Learning new things about the animal was another interesting part of our day. There has been so much I don’t understand about a horse. The connection between the horse and its rider sounded like one that could be transformational. They seem to share many things with the person riding them. Reacting to the emotion and balance of the rider. We heard stories of the horse making adjustments if their rider begins to lose their balance. Making slight adjustments to re-stabilize the special needs rider. The horses sound incredible about providing safety and security for the rider. They feel many of the emotions of their rider. So, if someone were to be feeling anxious, the horse too would experience those emotions of anxiety. We heard stories of the rider taking a deep breath, followed by the horse taking a deep breath. This kind of connection between horse and rider would seem to teach many things. If the horse reacts to you, it would appear important to moderate your own emotions. Learning to take into account how you’re effecting the horse. Showing the importance of maintaining composure, learning how to rely on each other. The scenario would seem to teach the special needs children the responsibility of being relied on emotionally. It was yet another thing causing intrigue around the riding process.

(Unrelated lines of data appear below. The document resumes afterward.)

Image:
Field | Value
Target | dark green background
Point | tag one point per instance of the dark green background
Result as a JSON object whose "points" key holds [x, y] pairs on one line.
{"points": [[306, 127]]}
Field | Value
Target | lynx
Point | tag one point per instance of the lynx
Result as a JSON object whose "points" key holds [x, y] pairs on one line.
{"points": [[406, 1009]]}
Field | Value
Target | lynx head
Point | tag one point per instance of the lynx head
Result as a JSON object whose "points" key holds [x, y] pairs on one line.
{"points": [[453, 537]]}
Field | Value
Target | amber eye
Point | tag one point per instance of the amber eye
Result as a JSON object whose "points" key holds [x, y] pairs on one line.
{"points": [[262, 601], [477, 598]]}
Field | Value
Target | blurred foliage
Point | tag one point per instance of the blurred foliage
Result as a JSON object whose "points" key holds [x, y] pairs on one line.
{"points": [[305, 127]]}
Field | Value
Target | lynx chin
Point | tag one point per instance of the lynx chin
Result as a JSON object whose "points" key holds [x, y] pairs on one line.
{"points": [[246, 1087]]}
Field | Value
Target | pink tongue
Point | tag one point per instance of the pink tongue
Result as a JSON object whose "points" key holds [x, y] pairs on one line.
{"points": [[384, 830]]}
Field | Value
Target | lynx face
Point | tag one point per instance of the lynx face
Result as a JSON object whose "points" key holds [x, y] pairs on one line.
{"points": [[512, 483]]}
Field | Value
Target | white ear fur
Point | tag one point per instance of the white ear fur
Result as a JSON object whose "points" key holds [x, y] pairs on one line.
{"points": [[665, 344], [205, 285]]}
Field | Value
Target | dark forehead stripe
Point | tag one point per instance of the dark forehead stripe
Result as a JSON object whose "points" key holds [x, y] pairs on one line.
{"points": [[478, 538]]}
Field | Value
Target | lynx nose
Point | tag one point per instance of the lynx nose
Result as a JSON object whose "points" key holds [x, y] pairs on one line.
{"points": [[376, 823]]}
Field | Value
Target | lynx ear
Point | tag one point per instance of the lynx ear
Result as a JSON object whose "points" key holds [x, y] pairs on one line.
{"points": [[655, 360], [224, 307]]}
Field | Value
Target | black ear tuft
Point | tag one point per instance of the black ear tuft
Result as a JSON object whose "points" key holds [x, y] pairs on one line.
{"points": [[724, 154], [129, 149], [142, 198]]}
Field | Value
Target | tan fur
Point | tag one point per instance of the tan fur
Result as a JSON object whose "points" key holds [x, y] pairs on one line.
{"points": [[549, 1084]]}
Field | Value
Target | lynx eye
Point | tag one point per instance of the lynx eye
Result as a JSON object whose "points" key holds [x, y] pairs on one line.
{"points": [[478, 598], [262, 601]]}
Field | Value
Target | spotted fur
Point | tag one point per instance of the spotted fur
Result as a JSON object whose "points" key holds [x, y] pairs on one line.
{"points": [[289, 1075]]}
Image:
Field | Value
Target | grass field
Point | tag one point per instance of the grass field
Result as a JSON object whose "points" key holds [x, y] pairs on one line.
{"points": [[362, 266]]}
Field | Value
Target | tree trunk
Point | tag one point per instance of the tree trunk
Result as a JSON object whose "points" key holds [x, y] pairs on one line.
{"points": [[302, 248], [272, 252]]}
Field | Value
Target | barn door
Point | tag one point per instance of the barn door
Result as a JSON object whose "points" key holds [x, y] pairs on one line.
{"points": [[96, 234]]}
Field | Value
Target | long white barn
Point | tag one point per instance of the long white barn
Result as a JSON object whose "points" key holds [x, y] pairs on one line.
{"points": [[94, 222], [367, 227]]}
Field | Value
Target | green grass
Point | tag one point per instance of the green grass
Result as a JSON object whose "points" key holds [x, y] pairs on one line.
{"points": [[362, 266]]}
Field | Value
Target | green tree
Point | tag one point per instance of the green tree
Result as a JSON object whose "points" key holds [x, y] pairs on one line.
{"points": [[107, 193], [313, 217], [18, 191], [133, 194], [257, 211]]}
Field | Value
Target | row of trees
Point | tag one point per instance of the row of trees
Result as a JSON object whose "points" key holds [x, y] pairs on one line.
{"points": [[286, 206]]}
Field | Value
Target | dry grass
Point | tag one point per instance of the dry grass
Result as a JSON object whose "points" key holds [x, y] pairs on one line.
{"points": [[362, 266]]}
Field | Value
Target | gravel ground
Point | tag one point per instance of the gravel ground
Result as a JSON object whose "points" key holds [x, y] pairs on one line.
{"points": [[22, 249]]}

The day was full of astounding information. It was a blessing to get the opportunity to tour this therapeutic riding center. As the search for multiple ways to help improve cerebral palsy continues. There does seem to be many different options when it comes to gaining improvement. Because cerebral palsy isn’t getting worse on its own, it feels important to explores all the ways to improve movement. We probably should try not to get ourselves wrapped up in wondering the best way toward improvement. While we continue exploring all the options, one might not be better than another. All these ideas around moving forward can serve different purposes. Finding forms of improvement that complement each other, helping work cerebral palsy from different angles. It was amazing to learn how riding a horse can help with walking. To the point of reducing the time someone might spend in a wheelchair. Or how the bonding with a horse can do wonders for confidence and independence. Walking away from Little Bit Therapeutic Riding Center in Redmond, Wa, I learned how much we have in common. The visit not only had me finding more information about how riding a horse leads to cerebral palsy improvement, but has me wanting to do some riding. Taking my own advice and following new ideas to help my CP symptoms.